Investigating Hadoop distributions: Which is right for you?
A collection of articles that takes you from defining technology needs to purchasing options
Hadoop is an open source technology that today is the data management platform most commonly associated with big data applications. The distributed processing framework was created in 2006, primarily at Yahoo and based partly on ideas outlined by Google in a pair of technical papers; soon, other Internet companies such as Facebook, LinkedIn and Twitter adopted the technology and began contributing to its development. In the past few years, Hadoop has evolved into a complex ecosystem of infrastructure components and related tools, which are packaged together by various vendors in commercial Hadoop distributions.
Running on clusters of commodity servers, Hadoop offers a high-performance, low-cost approach to establishing a big data management architecture for supporting advanced analytics initiatives. As awareness of its capabilities has increased, Hadoop's use has spread to other industries, for both reporting and analytical applications involving a mix of traditional structured data and newer forms of unstructured and semi-structured data. This includes Web clickstream data, online ad information, social media data, healthcare claims records, and sensor data from manufacturing equipment and other devices on the Internet of Things.

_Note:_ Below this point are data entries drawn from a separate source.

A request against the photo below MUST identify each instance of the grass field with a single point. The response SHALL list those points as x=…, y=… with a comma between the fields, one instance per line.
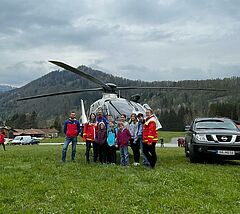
x=33, y=180
x=166, y=135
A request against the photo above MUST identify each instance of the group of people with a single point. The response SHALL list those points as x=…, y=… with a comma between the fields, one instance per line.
x=105, y=136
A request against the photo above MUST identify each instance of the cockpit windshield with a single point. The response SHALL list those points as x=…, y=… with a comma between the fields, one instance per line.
x=118, y=107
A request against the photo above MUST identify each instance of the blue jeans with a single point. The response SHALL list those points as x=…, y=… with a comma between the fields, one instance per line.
x=145, y=160
x=124, y=156
x=67, y=141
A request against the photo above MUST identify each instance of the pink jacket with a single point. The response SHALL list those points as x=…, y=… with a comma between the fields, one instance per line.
x=123, y=136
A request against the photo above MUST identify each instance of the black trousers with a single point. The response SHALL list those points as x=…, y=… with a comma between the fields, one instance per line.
x=3, y=146
x=150, y=153
x=88, y=148
x=136, y=150
x=89, y=145
x=111, y=154
x=102, y=149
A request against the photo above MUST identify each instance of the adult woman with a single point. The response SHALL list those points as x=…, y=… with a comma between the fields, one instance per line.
x=89, y=133
x=150, y=138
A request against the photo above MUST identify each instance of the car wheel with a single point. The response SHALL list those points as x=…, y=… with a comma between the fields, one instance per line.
x=193, y=156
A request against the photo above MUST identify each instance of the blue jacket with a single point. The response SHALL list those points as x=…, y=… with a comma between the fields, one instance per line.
x=111, y=136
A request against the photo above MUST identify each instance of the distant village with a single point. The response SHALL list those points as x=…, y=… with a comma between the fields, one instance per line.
x=36, y=133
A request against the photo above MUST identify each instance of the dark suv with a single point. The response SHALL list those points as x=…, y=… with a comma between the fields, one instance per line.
x=209, y=137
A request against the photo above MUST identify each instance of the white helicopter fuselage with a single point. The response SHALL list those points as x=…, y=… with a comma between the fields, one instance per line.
x=111, y=104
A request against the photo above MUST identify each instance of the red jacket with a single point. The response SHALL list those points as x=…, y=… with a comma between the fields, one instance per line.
x=149, y=130
x=89, y=131
x=2, y=138
x=123, y=136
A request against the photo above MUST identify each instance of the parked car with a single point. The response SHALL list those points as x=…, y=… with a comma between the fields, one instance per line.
x=212, y=137
x=22, y=140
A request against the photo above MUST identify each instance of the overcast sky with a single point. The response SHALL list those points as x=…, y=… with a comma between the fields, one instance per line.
x=137, y=39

This is the first article in a four-part series on Hadoop distributions for big data management. This article laid the groundwork while article No. 2 examines specific use cases for buying a Hadoop distribution. Article No. 3 will help you determine your must-have features. The concluding article will examine Hadoop distributions from the leading vendors, comparing and contrasting their features.
What is Hadoop?
The Hadoop framework encompasses a large number of open source software components with a set of core modules for capturing, processing, managing and analyzing massive volumes of data that's surrounded by a variety of supporting technologies. The core components include:
- The Hadoop Distributed File System (HDFS), which supports a conventional hierarchical directory and file system that distributes files across the storage nodes (i.e., DataNodes) in a Hadoop cluster.
- MapReduce, a programming model and execution framework for parallel processing of batch applications.
- YARN (short for the good-humored Yet Another Resource Negotiator), which manages job scheduling and allocates cluster resources to running applications, arbitrating among them when there's contention for the available resources. It also tracks and monitors the progress of processing jobs.
- Hadoop Common, a set of libraries and utilities used by the different components.
In Hadoop clusters, those core pieces and other software modules are layered on top of a collection of computing and data storage hardware nodes. The nodes are connected via a high-speed internal network to form a high-performance parallel and distributed processing system.
As a collection of open source technologies, Hadoop isn't controlled by any single vendor; rather, its development is managed by the Apache Software Foundation. Apache offers Hadoop under a license that basically grants users a no-charge, royalty-free right to use the software. Developers can download it directly from the Apache website and build a Hadoop environment on their own. However, Hadoop vendors provide prebuilt "community" versions with basic functionality that can also be downloaded at no charge and installed on a variety of hardware platforms. They also market commercial -- or enterprise -- Hadoop distributions that bundle the software with different levels of maintenance and support services.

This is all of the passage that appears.